When she does, she’s grinning from ear to ear. My arms wind around her waist, feeling the glide of skin against skin as I pull her in close. Her legs wrap around my waist, and I use my legs to keep us afloat in the deeper water. I move toward the wall in case we need some leverage. I guess I hadn’t even asked if she can swim.

“Is it cold?” I ask, searching her face for any sign of discomfort. Whether it’s from the way I’m holding her or the temperature of the water, I want to know what she’s thinking.

She shakes her head, leaning down to kiss me. I’m caught by surprise, so she’s able to deepen the kiss. It’s the first one she initiates. I press her back against the wall, allowing my grip on the edge of the pool and my legs to keep us afloat as I kiss back.

The movement of the water keeps pressing us closer and closer together, the limited amount of clothing between us leaving nothing to the imagination. I let a hand trail down her shoulder, running my fingers over the strap of her bra before going lower to grip her waist.

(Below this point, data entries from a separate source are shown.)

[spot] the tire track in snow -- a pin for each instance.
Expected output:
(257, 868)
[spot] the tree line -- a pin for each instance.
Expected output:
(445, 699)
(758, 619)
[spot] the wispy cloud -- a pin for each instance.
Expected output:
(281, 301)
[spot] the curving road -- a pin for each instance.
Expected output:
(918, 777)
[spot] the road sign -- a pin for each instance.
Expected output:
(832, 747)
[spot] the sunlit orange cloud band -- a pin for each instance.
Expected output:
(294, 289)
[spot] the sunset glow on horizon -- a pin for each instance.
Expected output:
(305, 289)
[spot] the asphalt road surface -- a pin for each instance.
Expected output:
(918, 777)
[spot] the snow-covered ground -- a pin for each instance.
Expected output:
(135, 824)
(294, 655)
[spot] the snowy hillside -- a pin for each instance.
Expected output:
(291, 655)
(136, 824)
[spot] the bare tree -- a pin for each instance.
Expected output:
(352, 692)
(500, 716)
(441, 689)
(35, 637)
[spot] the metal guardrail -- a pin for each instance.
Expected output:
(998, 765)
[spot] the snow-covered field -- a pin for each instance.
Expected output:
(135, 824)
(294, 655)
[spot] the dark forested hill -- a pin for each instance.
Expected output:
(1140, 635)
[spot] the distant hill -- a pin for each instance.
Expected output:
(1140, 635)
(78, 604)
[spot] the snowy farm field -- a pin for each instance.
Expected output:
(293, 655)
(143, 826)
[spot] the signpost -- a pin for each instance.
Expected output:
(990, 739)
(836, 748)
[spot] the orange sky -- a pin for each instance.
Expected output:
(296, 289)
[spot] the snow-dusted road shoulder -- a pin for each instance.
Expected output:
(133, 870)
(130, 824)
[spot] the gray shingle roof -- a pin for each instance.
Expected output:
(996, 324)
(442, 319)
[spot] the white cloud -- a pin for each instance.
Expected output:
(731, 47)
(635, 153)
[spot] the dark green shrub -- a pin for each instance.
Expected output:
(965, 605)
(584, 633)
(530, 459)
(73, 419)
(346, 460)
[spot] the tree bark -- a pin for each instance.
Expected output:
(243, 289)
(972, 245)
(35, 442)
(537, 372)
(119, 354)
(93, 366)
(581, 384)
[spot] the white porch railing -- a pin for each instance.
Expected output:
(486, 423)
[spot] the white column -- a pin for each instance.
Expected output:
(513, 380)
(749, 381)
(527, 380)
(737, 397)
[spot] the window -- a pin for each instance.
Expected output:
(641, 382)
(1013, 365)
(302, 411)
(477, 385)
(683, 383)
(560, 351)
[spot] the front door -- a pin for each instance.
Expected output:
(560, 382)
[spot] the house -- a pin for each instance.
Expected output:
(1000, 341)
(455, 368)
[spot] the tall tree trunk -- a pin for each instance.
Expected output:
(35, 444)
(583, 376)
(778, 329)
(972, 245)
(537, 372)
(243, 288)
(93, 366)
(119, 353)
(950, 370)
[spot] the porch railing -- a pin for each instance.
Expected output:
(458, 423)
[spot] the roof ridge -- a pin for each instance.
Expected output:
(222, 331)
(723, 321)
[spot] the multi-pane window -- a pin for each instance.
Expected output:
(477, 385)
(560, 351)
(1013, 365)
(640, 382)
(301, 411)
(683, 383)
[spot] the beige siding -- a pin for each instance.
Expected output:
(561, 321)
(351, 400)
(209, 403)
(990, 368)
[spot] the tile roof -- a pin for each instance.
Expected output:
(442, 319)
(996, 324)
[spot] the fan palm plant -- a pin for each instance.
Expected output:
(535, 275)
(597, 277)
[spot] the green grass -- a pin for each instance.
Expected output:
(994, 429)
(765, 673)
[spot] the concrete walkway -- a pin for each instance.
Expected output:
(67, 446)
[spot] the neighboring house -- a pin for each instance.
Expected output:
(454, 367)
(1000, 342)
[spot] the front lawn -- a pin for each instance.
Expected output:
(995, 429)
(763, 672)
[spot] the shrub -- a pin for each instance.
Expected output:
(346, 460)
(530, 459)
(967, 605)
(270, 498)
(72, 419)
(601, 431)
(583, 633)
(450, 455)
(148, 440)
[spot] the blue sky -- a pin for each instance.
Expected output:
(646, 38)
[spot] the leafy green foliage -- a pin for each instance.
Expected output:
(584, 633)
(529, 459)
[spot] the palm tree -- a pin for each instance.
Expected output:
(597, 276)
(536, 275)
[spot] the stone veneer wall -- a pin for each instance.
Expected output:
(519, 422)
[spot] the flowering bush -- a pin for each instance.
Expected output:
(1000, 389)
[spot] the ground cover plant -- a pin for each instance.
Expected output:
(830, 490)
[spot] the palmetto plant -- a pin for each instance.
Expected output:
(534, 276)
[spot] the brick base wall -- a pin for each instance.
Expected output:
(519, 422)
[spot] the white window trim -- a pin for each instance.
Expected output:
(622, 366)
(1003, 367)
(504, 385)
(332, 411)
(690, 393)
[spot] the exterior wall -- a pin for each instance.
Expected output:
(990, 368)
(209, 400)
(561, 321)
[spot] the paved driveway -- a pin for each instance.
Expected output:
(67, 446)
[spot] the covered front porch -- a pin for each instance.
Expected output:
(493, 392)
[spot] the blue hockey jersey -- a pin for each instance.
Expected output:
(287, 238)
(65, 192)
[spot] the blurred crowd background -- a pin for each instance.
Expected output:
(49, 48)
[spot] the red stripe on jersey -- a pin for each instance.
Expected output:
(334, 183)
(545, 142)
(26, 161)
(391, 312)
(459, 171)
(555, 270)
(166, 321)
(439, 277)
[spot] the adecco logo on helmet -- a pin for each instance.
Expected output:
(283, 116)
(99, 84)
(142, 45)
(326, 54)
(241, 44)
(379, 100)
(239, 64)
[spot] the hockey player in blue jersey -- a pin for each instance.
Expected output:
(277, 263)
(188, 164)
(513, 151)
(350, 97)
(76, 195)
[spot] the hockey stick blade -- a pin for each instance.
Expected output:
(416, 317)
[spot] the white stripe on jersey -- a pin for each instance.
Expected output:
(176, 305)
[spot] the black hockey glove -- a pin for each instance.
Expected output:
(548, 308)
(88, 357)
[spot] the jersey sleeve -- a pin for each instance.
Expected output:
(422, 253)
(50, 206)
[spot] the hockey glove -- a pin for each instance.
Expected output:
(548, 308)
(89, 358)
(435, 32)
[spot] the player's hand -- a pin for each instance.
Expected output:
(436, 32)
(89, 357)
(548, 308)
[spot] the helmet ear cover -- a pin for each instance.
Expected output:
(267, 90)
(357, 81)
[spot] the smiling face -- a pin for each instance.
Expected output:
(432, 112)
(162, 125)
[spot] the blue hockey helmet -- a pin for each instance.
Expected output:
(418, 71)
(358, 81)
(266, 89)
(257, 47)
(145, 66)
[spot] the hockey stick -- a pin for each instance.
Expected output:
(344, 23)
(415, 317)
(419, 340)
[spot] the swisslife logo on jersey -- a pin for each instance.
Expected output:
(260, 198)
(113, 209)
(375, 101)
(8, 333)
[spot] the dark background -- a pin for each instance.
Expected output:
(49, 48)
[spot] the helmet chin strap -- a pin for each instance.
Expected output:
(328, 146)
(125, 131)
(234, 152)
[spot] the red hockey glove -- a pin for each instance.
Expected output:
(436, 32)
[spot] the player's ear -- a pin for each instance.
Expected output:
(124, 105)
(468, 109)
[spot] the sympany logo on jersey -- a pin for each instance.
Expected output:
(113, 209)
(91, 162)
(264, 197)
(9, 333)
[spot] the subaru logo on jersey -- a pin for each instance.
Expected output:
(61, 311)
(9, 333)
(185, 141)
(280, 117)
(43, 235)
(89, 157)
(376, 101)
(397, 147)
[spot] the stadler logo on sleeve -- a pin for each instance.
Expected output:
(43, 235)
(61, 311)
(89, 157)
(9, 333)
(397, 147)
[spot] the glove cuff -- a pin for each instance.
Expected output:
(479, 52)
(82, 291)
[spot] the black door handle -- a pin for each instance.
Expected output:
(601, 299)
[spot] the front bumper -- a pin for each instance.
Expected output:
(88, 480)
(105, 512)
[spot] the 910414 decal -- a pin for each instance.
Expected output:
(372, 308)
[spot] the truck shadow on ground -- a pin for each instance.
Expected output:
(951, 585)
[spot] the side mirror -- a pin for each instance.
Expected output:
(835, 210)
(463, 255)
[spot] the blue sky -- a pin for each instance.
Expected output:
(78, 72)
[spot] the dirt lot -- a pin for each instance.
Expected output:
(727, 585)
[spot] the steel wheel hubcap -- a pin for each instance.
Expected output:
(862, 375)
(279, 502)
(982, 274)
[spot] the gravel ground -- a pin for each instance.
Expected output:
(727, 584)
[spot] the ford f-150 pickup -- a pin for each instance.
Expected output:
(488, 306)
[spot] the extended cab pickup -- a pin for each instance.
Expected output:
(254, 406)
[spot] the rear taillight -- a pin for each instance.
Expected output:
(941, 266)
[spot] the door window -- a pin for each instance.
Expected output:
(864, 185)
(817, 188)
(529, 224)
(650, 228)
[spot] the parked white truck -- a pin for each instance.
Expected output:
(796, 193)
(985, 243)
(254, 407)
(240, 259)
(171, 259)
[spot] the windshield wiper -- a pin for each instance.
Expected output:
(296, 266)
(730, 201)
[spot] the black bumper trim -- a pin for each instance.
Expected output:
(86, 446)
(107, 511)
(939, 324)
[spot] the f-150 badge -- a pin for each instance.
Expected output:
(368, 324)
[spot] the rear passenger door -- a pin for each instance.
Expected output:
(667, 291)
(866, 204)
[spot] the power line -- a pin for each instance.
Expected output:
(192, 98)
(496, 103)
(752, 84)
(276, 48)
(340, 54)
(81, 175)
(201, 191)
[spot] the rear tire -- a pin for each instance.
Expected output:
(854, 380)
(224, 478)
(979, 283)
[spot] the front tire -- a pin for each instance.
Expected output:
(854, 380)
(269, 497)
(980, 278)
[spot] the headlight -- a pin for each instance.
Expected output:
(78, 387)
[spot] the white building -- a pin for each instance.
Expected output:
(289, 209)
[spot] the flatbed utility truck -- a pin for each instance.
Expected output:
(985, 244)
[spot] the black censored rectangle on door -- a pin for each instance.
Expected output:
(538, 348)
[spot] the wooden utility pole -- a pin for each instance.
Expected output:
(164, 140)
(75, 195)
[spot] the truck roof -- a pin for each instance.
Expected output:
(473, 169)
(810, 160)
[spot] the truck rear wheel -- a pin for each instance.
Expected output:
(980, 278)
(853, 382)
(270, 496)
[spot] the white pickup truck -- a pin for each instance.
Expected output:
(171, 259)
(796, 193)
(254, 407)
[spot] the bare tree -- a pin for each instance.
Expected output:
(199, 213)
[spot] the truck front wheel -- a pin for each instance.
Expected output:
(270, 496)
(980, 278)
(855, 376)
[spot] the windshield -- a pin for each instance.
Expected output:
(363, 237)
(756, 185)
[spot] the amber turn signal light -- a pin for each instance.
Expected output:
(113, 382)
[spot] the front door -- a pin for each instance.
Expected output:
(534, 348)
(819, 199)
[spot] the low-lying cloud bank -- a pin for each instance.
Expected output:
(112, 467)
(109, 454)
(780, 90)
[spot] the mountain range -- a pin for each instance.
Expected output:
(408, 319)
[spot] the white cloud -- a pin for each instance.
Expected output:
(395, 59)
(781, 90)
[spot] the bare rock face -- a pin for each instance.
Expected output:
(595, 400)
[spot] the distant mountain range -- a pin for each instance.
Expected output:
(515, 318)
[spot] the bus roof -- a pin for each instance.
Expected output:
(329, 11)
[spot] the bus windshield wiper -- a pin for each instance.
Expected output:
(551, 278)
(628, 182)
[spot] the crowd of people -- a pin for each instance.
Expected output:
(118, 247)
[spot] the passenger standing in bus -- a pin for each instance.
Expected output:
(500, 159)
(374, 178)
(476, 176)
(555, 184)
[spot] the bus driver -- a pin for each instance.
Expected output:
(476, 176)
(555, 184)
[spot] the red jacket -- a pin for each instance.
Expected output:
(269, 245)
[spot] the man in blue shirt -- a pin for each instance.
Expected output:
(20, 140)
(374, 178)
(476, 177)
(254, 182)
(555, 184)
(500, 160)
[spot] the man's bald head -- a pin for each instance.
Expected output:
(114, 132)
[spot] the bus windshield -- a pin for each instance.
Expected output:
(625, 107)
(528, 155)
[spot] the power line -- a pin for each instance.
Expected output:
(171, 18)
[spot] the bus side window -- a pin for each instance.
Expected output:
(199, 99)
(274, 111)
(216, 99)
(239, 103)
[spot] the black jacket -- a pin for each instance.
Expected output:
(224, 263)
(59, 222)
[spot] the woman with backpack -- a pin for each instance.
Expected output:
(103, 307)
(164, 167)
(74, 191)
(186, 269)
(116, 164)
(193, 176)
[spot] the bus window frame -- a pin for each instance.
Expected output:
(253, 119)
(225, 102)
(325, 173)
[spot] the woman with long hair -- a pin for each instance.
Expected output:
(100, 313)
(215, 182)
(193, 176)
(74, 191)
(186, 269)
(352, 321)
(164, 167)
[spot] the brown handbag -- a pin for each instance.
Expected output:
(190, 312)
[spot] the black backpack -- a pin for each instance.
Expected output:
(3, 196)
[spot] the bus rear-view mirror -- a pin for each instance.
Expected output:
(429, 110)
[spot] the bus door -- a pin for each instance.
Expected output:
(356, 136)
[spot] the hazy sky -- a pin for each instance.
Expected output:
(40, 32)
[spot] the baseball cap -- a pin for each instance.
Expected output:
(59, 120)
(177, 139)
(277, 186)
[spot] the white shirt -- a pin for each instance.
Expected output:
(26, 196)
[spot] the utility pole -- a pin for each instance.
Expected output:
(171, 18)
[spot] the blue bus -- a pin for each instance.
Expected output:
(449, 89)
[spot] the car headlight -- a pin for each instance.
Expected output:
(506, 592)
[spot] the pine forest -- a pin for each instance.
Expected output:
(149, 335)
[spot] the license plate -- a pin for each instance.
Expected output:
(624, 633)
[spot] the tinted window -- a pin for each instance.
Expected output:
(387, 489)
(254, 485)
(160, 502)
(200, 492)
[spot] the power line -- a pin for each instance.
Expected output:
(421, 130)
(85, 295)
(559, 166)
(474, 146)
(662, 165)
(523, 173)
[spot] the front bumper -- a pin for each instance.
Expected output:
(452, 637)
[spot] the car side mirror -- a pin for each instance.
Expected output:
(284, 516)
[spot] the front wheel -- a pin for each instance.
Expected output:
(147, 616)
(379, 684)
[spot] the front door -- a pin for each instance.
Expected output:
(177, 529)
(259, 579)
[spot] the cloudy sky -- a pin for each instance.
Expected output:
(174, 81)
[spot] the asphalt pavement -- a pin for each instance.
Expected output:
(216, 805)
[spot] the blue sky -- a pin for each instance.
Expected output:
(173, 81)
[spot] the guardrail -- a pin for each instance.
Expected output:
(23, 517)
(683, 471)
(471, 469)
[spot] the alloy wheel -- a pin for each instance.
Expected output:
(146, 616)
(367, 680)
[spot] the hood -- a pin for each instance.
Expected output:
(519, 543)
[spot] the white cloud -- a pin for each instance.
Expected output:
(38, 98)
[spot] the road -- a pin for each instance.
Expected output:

“Carter,” she breathes, throwing her head back as soon as she pulls away to catch her breath. I waste no time, moving my lips down her neck toward her collarbone, where I suck, and nip gently. I’m rewarded with a gasp, her legs tightening around me.

More than anything, I want her to keep making those sounds, to keep moving her hips against me, but I know we can’t go further. Not here. I can’t sleep with her for the first time here. I want it to be special, and I don’t think that’s what Bryce meant when he advised me to go for a romantic night by the pool. He can forgive a lot of things, but not that.

We’re both breathing deeply when I pull away from her neck. I reach up to push the wet hair from her eyes, which earns me a grin. She’s leaning back against the edge in a way I can’t see as being all that comfortable, but doesn’t complain.